[IGPP Everyone] Happening shortly - Last Seminar for the Spring Quarter - SPACE SCIENCE SEMINAR - Spring Quarter - 3:30pm - Friday June 5, 2020 - CCLE Zoom

Marjorie Sowmendran margie at igpp.ucla.edu
Fri Jun 5 15:00:27 PDT 2020





Reminder 

Today 

Last Seminar for the Spring Quarter 


SPACE PHYSICS SEMINAR 




USE THE CCLE ZOOM LINK PROVIDED BELOW 








https://ccle.ucla.edu/mod/zoom/view.php?id=2939559 





Date/Time: June 5, 2020/ 03:30 PM Pacific Time (US and Canada) 







SPACE PHYSICS SEMINAR 

DEPARTMENT OF EARTH, PLANETARY, AND SPACE SCIENCES 

DEPARTMENT OF ATMOSPHERIC AND OCEANIC SCIENCES 

UNIVERSITY OF CALIFORNIA, LOS ANGELES 

(AOS M275B, EPSS M288B) 






Scientific Ballooning for Imaging Aurora under the Sun 

- The BALBOA Project: Then, Now, and Next 


Xiaoyan Zhou 


Department of Earth, Planetary, and Space Sciences, UCLA 




Abstract: More than 500 years ago, when Vasco Núñez de Balboa traveled to the New World, he must not have realized that his legacy would not only be cast in currency, but branded for space exploration. Our investigation and the pathfinder mission of BALloon-Based Observations for Sunlit Aurora is therefore named BALBOA, after this 15 th -century Spanish explorer and conquistador.

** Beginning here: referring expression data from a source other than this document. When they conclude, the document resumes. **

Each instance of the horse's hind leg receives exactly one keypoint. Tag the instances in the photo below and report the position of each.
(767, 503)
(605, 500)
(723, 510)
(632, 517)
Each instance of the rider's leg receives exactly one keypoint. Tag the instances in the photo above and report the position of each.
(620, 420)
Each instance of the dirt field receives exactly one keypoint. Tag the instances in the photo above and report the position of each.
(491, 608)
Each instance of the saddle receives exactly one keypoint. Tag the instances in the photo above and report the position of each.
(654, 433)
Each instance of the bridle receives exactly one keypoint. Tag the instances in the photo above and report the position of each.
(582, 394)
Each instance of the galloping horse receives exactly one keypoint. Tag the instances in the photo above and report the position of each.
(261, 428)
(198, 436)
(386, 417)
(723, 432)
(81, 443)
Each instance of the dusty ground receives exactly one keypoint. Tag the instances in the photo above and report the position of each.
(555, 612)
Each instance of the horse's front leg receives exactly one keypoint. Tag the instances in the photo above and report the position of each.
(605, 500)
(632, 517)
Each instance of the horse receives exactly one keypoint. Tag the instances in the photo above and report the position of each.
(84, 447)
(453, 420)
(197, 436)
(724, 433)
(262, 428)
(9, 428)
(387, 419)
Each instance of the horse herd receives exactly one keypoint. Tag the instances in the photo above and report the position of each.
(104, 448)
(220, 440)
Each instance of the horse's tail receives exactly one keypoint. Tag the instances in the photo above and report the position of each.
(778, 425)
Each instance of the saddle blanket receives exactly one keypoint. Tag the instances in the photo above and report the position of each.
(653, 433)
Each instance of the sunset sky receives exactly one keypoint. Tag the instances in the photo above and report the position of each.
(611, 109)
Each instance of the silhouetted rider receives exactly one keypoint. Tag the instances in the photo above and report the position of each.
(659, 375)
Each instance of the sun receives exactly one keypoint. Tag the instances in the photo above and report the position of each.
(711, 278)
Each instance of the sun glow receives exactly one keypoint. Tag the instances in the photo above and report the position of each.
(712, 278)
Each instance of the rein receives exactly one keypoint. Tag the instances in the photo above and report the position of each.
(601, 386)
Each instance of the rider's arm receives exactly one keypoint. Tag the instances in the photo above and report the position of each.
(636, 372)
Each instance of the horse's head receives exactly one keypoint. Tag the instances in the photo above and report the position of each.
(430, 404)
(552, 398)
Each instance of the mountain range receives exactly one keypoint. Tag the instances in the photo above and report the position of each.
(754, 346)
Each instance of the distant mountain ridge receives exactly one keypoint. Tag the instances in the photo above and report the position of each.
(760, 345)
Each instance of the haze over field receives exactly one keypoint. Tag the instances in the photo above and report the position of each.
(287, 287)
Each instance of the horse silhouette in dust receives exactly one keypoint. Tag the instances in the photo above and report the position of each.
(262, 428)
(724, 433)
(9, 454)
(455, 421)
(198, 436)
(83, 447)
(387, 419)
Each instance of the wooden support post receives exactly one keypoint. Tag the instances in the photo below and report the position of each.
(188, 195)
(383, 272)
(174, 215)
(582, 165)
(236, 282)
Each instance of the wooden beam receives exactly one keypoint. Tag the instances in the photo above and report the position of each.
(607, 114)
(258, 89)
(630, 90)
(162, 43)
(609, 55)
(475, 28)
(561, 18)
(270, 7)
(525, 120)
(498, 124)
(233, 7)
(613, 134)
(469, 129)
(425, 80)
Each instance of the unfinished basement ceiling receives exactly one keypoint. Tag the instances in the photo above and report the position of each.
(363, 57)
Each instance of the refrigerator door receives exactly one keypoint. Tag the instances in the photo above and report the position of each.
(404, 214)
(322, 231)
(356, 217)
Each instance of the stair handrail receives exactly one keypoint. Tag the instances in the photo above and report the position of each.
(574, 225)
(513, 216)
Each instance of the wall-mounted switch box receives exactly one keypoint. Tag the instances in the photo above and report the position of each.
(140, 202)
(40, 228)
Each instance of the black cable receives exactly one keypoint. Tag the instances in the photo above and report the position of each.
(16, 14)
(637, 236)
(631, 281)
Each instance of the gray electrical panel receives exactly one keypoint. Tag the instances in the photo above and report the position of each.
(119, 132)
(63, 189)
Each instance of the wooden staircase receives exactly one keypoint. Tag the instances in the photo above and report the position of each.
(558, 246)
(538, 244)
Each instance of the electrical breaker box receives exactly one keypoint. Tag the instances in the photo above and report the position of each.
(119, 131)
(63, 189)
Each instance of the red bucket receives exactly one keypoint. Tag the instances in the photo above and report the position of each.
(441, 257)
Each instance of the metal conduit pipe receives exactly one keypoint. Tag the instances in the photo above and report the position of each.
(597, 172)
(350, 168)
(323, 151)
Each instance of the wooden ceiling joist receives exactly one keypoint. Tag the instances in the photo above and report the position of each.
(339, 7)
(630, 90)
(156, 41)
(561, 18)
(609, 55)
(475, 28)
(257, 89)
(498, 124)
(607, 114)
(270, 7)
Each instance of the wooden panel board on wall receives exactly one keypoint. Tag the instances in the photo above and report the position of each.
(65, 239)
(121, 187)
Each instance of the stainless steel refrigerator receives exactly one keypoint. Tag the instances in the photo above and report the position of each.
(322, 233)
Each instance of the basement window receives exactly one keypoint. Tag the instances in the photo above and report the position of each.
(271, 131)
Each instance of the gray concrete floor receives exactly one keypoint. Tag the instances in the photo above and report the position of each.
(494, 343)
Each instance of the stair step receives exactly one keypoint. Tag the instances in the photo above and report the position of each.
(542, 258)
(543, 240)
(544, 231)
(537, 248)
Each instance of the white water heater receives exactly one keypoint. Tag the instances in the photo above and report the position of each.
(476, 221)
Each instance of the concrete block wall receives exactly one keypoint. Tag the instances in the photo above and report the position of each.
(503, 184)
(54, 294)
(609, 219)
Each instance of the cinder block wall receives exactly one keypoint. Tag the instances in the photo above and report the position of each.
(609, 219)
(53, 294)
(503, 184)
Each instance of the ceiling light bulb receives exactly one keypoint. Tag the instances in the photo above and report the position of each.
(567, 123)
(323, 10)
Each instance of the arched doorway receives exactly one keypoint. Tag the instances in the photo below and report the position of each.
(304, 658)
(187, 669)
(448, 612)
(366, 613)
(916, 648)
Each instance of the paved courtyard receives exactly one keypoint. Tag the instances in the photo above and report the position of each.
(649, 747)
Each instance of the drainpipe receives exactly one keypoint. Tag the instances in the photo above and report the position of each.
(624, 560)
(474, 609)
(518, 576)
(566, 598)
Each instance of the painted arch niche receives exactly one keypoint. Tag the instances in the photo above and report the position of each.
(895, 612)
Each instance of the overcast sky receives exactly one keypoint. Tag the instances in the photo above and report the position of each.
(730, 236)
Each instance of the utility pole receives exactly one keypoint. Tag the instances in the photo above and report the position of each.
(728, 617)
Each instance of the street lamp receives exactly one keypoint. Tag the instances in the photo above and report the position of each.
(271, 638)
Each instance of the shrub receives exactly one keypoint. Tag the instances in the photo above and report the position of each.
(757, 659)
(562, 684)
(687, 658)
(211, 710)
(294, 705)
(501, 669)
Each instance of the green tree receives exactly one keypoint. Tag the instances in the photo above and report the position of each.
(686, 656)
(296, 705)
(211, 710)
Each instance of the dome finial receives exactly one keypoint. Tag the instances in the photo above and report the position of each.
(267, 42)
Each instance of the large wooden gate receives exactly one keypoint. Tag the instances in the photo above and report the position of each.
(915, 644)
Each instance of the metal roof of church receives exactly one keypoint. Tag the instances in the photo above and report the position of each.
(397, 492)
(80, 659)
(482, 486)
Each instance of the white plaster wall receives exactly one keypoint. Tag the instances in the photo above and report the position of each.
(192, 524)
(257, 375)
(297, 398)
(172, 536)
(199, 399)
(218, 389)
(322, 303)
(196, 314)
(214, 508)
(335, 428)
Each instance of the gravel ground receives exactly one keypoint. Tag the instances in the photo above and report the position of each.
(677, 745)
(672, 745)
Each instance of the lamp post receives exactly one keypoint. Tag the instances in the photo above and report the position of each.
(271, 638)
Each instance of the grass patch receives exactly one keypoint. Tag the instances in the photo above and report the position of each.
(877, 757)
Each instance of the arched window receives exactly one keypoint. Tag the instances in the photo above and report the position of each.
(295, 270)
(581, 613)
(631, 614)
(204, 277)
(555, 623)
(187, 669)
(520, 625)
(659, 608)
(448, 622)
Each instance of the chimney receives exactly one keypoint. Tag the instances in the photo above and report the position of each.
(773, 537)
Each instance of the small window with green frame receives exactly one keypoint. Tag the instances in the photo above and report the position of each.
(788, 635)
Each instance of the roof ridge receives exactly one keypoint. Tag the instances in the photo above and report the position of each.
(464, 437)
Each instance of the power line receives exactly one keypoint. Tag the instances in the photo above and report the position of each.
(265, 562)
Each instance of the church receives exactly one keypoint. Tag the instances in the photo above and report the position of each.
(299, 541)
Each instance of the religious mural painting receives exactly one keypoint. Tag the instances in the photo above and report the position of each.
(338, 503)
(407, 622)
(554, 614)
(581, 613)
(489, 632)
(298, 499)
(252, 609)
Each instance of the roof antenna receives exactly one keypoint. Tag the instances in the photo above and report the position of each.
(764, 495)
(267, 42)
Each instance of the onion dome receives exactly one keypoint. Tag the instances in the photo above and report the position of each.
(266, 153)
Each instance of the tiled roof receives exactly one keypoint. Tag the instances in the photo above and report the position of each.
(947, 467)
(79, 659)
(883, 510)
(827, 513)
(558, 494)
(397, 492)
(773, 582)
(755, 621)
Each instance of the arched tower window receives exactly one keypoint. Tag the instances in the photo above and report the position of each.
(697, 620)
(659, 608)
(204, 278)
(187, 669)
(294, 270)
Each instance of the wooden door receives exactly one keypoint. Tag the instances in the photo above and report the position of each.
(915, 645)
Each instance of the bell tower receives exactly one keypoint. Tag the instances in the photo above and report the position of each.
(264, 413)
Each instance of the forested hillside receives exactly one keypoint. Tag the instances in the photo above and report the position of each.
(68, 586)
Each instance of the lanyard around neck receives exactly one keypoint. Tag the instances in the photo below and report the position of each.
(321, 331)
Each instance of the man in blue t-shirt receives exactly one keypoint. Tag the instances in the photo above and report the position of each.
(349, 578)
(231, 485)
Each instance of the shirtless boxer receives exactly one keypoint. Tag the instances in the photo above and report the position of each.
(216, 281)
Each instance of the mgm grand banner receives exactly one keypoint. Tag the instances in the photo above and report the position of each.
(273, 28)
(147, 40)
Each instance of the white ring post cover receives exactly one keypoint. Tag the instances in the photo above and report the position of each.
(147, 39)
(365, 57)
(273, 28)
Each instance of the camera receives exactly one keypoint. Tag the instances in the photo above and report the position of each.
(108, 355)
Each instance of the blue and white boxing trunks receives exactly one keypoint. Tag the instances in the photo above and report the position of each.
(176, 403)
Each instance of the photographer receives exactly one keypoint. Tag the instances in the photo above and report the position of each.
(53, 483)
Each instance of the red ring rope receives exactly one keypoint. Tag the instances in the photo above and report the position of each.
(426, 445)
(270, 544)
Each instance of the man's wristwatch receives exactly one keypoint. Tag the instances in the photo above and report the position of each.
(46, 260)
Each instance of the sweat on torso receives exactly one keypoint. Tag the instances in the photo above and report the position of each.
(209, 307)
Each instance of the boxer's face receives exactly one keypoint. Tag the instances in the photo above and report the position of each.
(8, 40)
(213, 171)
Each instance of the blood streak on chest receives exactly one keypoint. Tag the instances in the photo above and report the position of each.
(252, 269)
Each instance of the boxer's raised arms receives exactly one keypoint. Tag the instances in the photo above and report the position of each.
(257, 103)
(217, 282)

The auroral phenomenon is the most visible manifestation of the solar wind-magnetosphere-ionosphere coupling. It is the processes in dayside that initiate the solar wind energy and momentum input, and shape global dynamics. The scientific motivation of BALBOA is to understand dayside auroras, the auroral asymmetry between southern and northern hemispheres, and between dayside and nightside hemispheres/magnetospheres. Since 1892, when the first useful auroral image was obtained, auroral forms and their dynamics have been acquired only when the aurora is in darkness. However, technology development in the Space Age has widened our imagination, stimulated our courage, and granted us tools to challenge impossibilities. Barriers of imaging sunlit auroras are mainly due to the sunlight contamination from Rayleigh scattering, i.e., the sky is too bright to see aurora from the ground when the Sun is near and above horizon. Nevertheless, another fact brings us hope, which is that sky brightness decreases with increasing altitude and wavelength. The feasibility of imaging sunlit aurora from balloons was confirmed when the N2+ Meinel band around ~1110 nm was recorded during twilight that resembles the sky brightness at balloon altitude in Antarctica. This presentation briefly reviews dayside auroras measured from the ground and space, as well as their mechanisms; the recent and current status of the BALBOA project; and our short- and long-term plans.